The Cold Atom Lab could help answer some big questions in modern physics. Credits: NASA/iGoal Animation
The Cold Atom Laboratory (CAL), which is about the size of a small refrigerator, uses laser cooling to produce a temperature 10 billion times colder than the vacuum of space. Results of this research could lead to a number of improved technologies, including sensors, quantum computers and atomic clocks used in spacecraft navigation.
The instrument is on board the Orbital ATK Cygnus spacecraft, along with other research equipment, and will be operated on the International Space Station (ISS) by a multidisciplinary team of scientists.
The quest for ever colder temperatures has been a major theme of physics for more than a century, leading to such breakthroughs as the discovery of superfluidity and superconductivity, and more recently the development of laser cooling techniques.

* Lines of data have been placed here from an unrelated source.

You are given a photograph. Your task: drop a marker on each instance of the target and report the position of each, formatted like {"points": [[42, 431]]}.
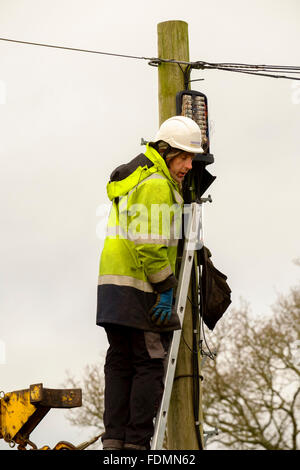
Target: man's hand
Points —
{"points": [[162, 311]]}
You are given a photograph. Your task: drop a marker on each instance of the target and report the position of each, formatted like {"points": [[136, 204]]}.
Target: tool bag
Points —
{"points": [[215, 292]]}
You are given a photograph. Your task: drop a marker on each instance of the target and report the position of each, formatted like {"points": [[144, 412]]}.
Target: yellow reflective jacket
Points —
{"points": [[140, 249]]}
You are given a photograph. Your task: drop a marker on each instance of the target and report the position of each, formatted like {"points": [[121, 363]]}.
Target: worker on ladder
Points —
{"points": [[136, 280]]}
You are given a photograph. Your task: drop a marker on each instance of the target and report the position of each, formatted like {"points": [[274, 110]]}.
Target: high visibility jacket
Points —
{"points": [[140, 249]]}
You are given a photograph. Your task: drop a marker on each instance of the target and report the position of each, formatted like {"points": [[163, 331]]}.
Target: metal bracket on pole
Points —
{"points": [[193, 241]]}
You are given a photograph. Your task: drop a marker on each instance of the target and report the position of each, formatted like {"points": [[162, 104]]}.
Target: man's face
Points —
{"points": [[180, 165]]}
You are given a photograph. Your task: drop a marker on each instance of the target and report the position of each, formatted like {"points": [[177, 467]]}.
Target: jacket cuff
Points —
{"points": [[168, 283]]}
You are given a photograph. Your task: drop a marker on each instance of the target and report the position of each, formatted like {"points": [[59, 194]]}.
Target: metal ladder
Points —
{"points": [[193, 241]]}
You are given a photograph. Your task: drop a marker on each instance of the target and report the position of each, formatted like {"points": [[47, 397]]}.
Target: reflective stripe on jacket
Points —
{"points": [[140, 249]]}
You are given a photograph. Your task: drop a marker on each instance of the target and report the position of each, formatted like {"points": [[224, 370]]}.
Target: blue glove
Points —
{"points": [[162, 311]]}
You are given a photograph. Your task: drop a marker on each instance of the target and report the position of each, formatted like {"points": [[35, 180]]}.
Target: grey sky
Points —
{"points": [[69, 118]]}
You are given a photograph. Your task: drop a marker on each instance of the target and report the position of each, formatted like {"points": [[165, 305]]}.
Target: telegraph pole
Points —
{"points": [[173, 43]]}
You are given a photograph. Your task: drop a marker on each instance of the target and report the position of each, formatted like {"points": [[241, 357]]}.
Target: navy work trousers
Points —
{"points": [[134, 371]]}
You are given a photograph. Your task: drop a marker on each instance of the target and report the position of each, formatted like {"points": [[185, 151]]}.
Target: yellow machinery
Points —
{"points": [[22, 410]]}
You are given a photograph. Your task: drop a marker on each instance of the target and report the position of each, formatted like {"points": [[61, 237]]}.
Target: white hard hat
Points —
{"points": [[182, 133]]}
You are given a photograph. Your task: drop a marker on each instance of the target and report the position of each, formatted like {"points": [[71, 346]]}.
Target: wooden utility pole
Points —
{"points": [[173, 43]]}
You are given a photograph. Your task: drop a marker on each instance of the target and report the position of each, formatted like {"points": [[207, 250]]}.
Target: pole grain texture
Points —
{"points": [[173, 43]]}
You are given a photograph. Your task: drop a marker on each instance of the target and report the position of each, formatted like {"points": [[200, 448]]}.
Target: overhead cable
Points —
{"points": [[252, 69]]}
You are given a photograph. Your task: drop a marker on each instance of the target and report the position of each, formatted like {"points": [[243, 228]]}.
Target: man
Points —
{"points": [[137, 280]]}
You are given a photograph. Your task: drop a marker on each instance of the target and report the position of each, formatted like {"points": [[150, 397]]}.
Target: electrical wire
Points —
{"points": [[253, 69]]}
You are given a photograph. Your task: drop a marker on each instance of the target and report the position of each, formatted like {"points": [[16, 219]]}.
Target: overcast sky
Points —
{"points": [[68, 118]]}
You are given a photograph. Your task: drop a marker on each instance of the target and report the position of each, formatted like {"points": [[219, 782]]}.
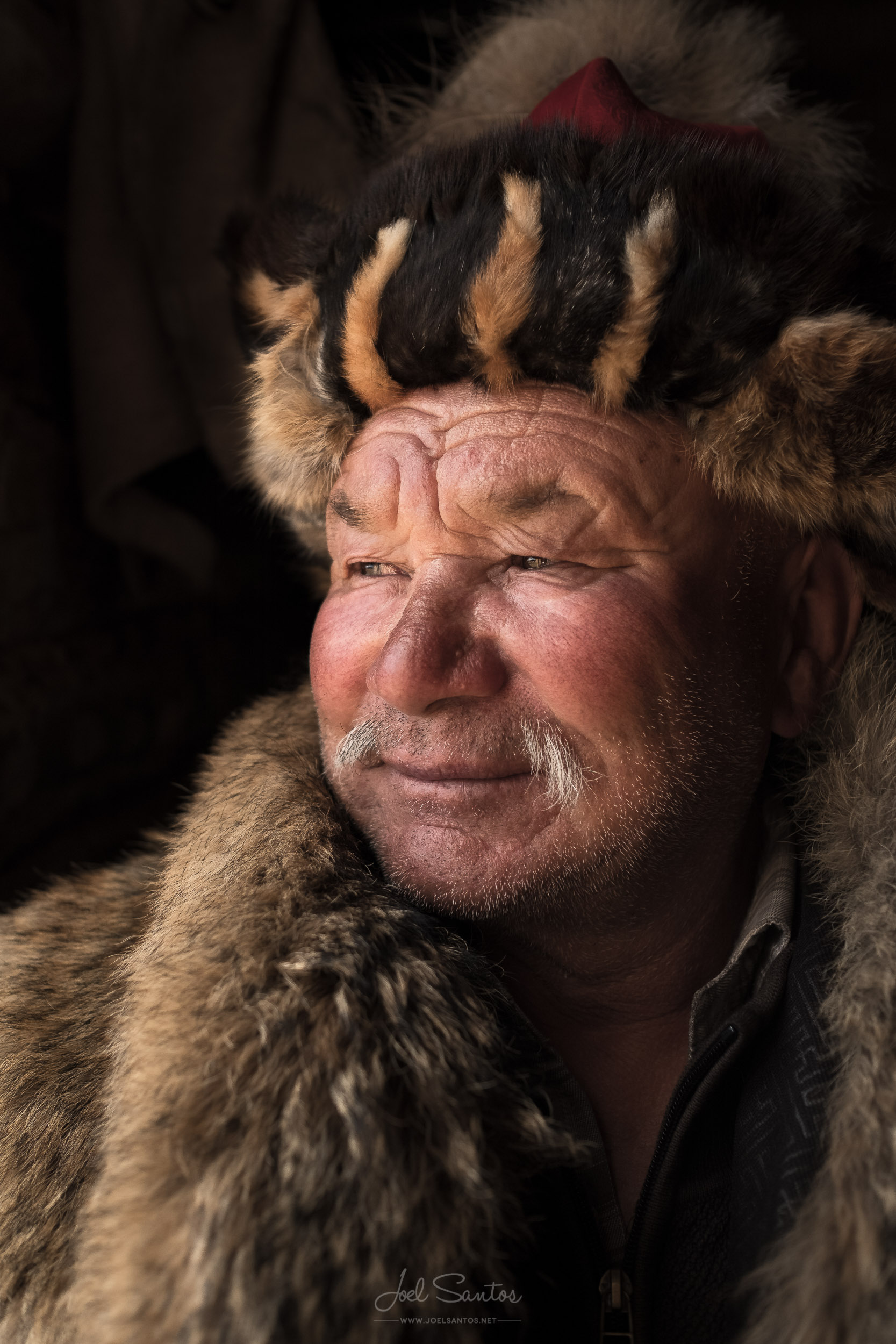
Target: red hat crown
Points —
{"points": [[601, 104]]}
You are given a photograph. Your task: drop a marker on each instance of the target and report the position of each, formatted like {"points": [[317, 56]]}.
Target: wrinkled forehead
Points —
{"points": [[511, 453]]}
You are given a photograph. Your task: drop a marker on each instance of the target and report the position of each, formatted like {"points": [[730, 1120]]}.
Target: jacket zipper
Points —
{"points": [[617, 1292]]}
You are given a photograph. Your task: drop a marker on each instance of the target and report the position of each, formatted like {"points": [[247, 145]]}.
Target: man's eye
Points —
{"points": [[375, 569], [531, 562]]}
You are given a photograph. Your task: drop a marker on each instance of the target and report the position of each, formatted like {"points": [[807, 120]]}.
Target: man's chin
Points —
{"points": [[488, 889]]}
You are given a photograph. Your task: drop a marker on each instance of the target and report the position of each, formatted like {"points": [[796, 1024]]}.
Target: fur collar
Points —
{"points": [[305, 1089], [242, 1086]]}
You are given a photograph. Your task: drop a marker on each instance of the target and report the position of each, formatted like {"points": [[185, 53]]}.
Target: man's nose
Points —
{"points": [[437, 651]]}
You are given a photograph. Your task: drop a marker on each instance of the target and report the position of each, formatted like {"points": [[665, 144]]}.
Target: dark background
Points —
{"points": [[116, 673]]}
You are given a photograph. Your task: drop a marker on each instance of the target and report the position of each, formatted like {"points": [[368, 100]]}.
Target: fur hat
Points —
{"points": [[652, 265]]}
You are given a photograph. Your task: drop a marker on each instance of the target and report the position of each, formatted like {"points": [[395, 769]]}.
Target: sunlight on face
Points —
{"points": [[515, 577]]}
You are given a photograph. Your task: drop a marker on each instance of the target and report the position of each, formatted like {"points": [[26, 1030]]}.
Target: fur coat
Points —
{"points": [[242, 1085]]}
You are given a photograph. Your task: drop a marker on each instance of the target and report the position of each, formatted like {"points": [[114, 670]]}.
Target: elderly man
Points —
{"points": [[534, 972]]}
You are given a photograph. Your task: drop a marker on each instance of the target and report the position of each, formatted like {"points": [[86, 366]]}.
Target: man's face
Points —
{"points": [[553, 640]]}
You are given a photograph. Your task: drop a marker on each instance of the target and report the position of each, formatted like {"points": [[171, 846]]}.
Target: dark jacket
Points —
{"points": [[242, 1086]]}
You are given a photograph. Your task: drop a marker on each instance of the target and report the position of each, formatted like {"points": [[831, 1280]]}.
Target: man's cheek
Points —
{"points": [[591, 663], [342, 651]]}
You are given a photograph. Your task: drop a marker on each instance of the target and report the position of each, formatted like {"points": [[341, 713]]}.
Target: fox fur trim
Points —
{"points": [[683, 276], [726, 287], [684, 58], [241, 1086], [833, 1277]]}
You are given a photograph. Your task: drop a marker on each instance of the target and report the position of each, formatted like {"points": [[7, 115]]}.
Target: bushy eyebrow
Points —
{"points": [[351, 514]]}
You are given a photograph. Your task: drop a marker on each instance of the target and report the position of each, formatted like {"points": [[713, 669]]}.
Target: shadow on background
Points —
{"points": [[116, 668]]}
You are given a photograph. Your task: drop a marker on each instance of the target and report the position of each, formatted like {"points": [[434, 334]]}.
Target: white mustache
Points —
{"points": [[547, 752]]}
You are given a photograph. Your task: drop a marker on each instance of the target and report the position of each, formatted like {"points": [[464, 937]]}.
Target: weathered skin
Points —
{"points": [[649, 638], [666, 635]]}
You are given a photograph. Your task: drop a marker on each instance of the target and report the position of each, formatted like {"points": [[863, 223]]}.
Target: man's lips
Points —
{"points": [[460, 772]]}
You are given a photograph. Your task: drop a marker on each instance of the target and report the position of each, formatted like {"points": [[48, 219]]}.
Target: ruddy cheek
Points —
{"points": [[343, 647]]}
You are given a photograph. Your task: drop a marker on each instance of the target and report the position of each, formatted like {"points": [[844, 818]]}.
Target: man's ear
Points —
{"points": [[821, 612]]}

CAL will produce clouds of ultra-cooled atoms called Bose-Einstein condensates (BECs). A BEC is a state of matter of a dilute gas of bosons cooled to temperatures very close to absolute zero. At these temperatures, which are even colder than the average temperature of deep space, the atoms in a BEC demonstrate quantum characteristics at relatively large size scales, allowing researchers to explore this strange domain.
Beyond the great interest in the scientific aspects of these phenomena, these advances have also been at the heart of several important devices, from superconducting quantum interference devices to laser-cooled atomic clocks and atom interferometer-based sensors, such as a gravity gradiometer for global gravity mapping.
The Cold Atom Lab has being integrated into the Cygnus spacecraft in advance of its 21 May launch. Credit: NASA/Cold Atom Lab
Over the past three decades, much advancement has been made in Earth-based laboratories in reducing the temperature of BECs to below the condensate temperature. Inherent to these experiments is the application of an intense magneto-optical trap to hold the atoms in place to obtain the required cooling, due to the pull of gravity.
The microgravity environment of ISS enables the Cold Atom Laboratory (CAL) laser cooling technology to reach temperatures colder than ever achieved on Earth, and to therefore analyse atom wave functions never observed before. Observation times of more than 10 seconds and temperatures below 100 pK will be achievable in space.
CAL research findings will facilitate the development of future ultra-cold atom-based quantum sensors for gravitational and magnetic fields, rotations and tests of the equivalence principle.
The CAL instrument utilises commercial off-the-shelf hardware and software, which enabled its rapid development. CAL has quad lock configuration, with electronics components on one side, which are cooled with liquid heat exchangers to maintain a safe operational temperature.
On the other side is the science module and laser assembly, featuring fibre-optic coupled lasers to simplify optic-mechanical design. Forced convection with fans is used to cool the lasers and science module.
The science module is encased in a magnetic shield to attenuate the magnetic field of the Earth, which varies over the course of the orbit.
The CAL facility is designed for use by multiple scientific investigators and to be upgradable/maintainable in orbit. CAL will also be a pathfinder experiment for future quantum sensors based on laser cooled atoms enabling exquisitely precise measurements of a wide variety of phenomenon.